Eles encontraram muitos, sugerindo a possibilidade de haver vida espalhada por toda a Via Láctea.
"Verificamos que há condições geológicas favoráveis para o surgimento e a manutenção da vida em exoplanetas rochosos, e que ela [a vida] pode estar espalhada por todo o disco da galáxia e ter-se originado em qualquer época da evolução da Via Láctea," disse o professor Jorge Luis Melendez Moreno.
Exoplanetas geologicamente ativos
Os pesquisadores determinaram os parâmetros superficiais, as massas e as idades de 53 gêmeas solares - estrelas similares ao nosso Sol - situadas em diferentes pontos da Via Láctea. Além disso, analisaram a composição química dessas estrelas gêmeas solares a fim de avaliar a possibilidade de existência de outros planetas rochosos em torno delas.
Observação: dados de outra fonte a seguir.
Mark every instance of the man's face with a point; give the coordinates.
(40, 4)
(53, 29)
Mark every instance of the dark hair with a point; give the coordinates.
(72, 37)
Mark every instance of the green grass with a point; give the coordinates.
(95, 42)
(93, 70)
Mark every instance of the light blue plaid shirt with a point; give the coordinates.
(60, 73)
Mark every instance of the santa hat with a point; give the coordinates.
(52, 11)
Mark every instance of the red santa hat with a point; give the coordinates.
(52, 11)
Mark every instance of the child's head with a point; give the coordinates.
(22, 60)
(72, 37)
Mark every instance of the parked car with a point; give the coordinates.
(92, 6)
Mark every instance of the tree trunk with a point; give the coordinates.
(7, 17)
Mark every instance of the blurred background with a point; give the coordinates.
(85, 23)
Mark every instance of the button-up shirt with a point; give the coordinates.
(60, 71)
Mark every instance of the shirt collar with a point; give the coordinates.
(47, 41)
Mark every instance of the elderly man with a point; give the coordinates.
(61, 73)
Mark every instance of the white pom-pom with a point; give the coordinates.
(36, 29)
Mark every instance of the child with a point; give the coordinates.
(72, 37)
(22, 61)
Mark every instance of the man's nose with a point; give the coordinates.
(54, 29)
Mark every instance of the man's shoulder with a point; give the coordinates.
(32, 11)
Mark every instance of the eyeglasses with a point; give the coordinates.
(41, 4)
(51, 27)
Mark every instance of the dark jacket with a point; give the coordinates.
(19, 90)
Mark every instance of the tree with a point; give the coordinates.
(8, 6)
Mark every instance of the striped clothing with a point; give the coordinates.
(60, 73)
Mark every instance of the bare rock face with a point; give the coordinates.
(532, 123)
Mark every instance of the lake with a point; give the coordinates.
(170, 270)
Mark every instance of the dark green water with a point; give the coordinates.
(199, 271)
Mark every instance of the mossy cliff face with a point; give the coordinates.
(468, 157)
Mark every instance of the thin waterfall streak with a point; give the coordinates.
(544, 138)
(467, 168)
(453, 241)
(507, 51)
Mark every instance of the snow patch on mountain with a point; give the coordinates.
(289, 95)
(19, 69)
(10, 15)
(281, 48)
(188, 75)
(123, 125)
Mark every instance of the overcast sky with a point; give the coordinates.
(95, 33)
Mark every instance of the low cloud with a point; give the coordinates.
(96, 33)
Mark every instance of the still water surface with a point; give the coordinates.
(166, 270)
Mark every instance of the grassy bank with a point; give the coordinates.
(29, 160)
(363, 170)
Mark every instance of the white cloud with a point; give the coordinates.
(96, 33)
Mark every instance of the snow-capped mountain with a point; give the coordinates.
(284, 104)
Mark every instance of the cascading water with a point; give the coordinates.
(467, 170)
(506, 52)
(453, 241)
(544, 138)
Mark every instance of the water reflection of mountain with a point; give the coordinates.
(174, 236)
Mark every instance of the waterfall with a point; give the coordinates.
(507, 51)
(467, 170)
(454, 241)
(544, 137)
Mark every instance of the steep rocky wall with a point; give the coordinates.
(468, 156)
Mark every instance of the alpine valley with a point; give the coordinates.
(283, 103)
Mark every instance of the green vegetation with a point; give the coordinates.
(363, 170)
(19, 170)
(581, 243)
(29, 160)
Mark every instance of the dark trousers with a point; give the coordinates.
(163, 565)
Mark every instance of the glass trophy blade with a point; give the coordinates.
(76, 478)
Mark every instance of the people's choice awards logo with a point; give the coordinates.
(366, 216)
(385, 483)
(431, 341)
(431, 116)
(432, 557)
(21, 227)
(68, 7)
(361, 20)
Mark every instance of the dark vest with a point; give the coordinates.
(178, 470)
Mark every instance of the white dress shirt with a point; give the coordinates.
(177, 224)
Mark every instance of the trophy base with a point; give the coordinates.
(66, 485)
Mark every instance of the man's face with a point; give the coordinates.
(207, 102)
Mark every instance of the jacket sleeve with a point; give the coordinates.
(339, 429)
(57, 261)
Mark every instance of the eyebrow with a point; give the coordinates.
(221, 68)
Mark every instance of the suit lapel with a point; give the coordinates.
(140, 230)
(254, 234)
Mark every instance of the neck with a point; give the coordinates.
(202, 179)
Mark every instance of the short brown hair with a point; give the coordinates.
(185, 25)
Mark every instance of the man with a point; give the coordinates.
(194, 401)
As análises foram feitas por meio de um espectrógrafo chamado HARPS, instalado no telescópio de 3,6 metros do Observatório de La Silla, do Observatório Europeu do Sul (ESO), no Chile. O equipamento registra o espectro eletromagnético de "cores" dos corpos celestes, dos comprimentos de onda mais curtos (ultravioleta) aos mais longos (infravermelho).
As análises indicaram que as estrelas apresentam grande abundância de tório - elemento radioativo com isótopos instáveis que, ao se romper, em razão da instabilidade atômica, se divide em isótopos menores que emitem energia, processo conhecido como decaimento radioativo.
A energia liberada pelo decaimento de isótopos instáveis, tanto de tório como de outros elementos radioativos, como urânio e potássio, dá origem à movimentação de magma (convecção do manto) e à atividade tectônica da Terra. Parte do calor interno do planeta é resquício do calor primordial da formação da Terra, mas pelo menos a metade da energia é devida ao decaimento radioativo.
Dessa forma, as concentrações iniciais desses elementos radioativos em um planeta rochoso contribuem de modo indireto para a habitabilidade em sua superfície, especialmente devido ao longo tempo de decaimento, em escalas de bilhões de anos, explicam os pesquisadores.
"As concentrações de tório nas estrelas gêmeas indicam que há uma grande quantidade de energia disponível pelo decaimento desse elemento radioativo para manter a convecção do manto e o tectonismo em potenciais planetas rochosos que possam existir em torno de gêmeas solares," afirmou o pesquisador Rafael Botelho.
Vida pela galáxia
A abundância inicial de tório nas gêmeas solares foi comparada com as de ferro, silício - um indicador da espessura e massa do manto convectivo em planetas rochosos - e mais dois elementos pesados: o neodímio e o európio. As medidas indicaram que a razão tório-silício em gêmeas do Sol aumenta com o tempo, e que foi maior ou, no mínimo, igual ao valor solar desde a formação do disco da galáxia.
"Há indícios de que o tório também é abundante em gêmeas solares velhas. Isso significa que o disco da Via Láctea pode estar repleto de vida," disse André Milone, orientador da pesquisa.
Esta conclusão está de acordo com estudos que usaram outras técnicas para mostrar que a Via Láctea pode ter 100 milhões de planetas habitáveis.